Security policy for LTS releases relies on coordinated disclosure and patching workflows connected to organizations such as MITRE, CERT, OWASP, NIST vulnerability databases, and CVE numbering authorities. Maintenance incorporates kernel backports, stable ABI guarantees, and coordinated updates for components from projects like systemd, OpenSSL, GnuTLS, OpenSSH, LibreOffice, PostgreSQL, MariaDB, Apache HTTP Server, Nginx, Samba, and Bind maintained in collaboration with Linux distribution security teams and corporate security groups at Microsoft, Apple, Google, Intel, AMD, and Qualcomm. Incident response and advisories are consumed by governments, financial institutions, and enterprises including JPMorgan Chase, Goldman Sachs, Bank of America, HSBC, and central banks that require traceable patch timelines.

Usage and Deployment

Ubuntu LTS is deployed across desktops, data centers, private clouds, public clouds, edge devices, telecommunications infrastructure, and supercomputing centers, with adoption by organizations such as CERN, Fermilab, NASA, ESA, Toyota Research Institute, Ford, BMW, Airbus, Boeing, and satellite operators. Cloud-native deployments leverage Kubernetes distributions from CNCF projects and vendors like Red Hat OpenShift, Rancher, VMware Tanzu, and Canonical’s Charmed Kubernetes, and interoperate with CI/CD systems used by GitHub, GitLab, Jenkins, Travis CI, CircleCI, and Azure DevOps. Device manufacturers and embedded platforms leveraging LTS include Raspberry Pi Foundation projects, NVIDIA Jetson deployments, Qualcomm reference designs, Samsung, Sony, and LG appliances in collaboration with silicon and OEM partners.

Reception and Adoption

Ubuntu LTS has been adopted by large enterprises, public sector bodies, universities, and research centers for its predictable maintenance model and broad third-party certification programs with hardware vendors and independent software vendors (ISVs).
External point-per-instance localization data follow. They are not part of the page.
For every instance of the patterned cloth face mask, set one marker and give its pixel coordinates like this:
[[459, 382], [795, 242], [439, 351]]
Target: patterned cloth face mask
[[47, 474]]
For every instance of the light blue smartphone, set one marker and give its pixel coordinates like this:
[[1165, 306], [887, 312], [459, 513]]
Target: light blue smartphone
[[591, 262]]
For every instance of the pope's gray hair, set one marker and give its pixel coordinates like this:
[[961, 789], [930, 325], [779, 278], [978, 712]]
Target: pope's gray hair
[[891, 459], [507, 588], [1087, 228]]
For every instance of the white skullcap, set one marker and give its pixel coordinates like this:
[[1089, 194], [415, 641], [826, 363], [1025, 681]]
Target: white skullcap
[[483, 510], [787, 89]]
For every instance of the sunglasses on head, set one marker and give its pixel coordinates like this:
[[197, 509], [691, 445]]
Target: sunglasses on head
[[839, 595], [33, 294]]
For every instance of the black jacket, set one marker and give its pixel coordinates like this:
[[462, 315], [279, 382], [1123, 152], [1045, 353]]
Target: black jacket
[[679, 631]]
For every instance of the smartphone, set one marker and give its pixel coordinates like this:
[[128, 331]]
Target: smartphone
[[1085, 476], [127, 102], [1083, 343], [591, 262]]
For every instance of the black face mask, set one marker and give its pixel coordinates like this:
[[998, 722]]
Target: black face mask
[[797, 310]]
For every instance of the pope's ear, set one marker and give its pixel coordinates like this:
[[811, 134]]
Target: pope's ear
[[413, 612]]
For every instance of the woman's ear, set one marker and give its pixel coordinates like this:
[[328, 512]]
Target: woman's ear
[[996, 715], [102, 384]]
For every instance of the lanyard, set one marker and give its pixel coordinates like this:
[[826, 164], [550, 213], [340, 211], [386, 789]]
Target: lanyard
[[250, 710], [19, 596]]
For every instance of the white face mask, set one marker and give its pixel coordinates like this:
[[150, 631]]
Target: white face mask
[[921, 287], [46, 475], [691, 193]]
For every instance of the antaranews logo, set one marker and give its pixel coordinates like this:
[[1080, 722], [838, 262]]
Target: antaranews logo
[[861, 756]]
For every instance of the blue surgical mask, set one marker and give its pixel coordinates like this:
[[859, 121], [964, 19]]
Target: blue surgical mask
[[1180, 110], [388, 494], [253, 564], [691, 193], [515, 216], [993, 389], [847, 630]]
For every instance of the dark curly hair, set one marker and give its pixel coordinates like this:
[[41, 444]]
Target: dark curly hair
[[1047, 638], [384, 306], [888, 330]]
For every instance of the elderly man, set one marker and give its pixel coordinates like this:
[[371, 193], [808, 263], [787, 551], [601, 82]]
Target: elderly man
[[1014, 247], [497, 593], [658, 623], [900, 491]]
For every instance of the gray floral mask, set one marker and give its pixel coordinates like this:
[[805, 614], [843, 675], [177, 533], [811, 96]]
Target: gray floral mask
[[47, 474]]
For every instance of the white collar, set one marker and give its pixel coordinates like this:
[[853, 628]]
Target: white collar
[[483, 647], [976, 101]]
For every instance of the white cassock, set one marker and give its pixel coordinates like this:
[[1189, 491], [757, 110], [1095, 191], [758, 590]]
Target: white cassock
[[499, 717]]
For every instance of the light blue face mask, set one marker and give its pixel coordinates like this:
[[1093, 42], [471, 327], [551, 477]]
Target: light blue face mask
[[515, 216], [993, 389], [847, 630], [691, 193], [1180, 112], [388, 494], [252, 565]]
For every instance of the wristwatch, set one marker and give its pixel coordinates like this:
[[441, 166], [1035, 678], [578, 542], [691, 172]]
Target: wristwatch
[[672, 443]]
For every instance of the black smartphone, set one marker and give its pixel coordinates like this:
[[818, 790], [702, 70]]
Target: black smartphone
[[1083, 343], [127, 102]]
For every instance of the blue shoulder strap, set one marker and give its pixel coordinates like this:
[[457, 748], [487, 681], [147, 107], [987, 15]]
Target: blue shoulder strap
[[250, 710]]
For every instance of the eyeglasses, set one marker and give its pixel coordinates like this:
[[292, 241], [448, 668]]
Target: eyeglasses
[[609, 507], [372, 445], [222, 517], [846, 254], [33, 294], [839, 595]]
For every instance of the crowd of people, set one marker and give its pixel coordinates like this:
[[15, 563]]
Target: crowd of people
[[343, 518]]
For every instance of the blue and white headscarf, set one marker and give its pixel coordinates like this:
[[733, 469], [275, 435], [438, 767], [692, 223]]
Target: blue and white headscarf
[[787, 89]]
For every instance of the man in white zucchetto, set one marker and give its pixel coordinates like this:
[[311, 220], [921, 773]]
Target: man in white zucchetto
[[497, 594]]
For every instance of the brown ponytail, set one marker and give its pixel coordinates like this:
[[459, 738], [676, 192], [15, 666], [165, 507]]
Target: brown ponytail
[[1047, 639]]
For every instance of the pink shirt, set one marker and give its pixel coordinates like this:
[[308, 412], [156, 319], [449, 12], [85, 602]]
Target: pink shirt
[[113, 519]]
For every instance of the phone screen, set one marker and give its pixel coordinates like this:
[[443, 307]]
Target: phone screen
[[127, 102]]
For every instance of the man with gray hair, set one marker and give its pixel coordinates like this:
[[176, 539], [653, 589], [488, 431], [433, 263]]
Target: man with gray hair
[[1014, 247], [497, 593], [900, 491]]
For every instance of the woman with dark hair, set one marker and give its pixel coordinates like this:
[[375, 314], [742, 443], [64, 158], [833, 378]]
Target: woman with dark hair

Analysts and publications from institutions such as Gartner, Forrester, IDC, The Wall Street Journal, The Economist, Wired, Ars Technica, ZDNet, and TechRepublic often cite Ubuntu LTS in market-share, interoperability, and total-cost-of-ownership studies alongside competitors like Red Hat Enterprise Linux, SUSE Linux Enterprise Server, Microsoft Windows Server, and various BSD projects. Community and ecosystem responses include contributions from individual maintainers, foundations, academic labs, major tech firms, and user groups that influence its roadmap and enterprise adoption trajectory.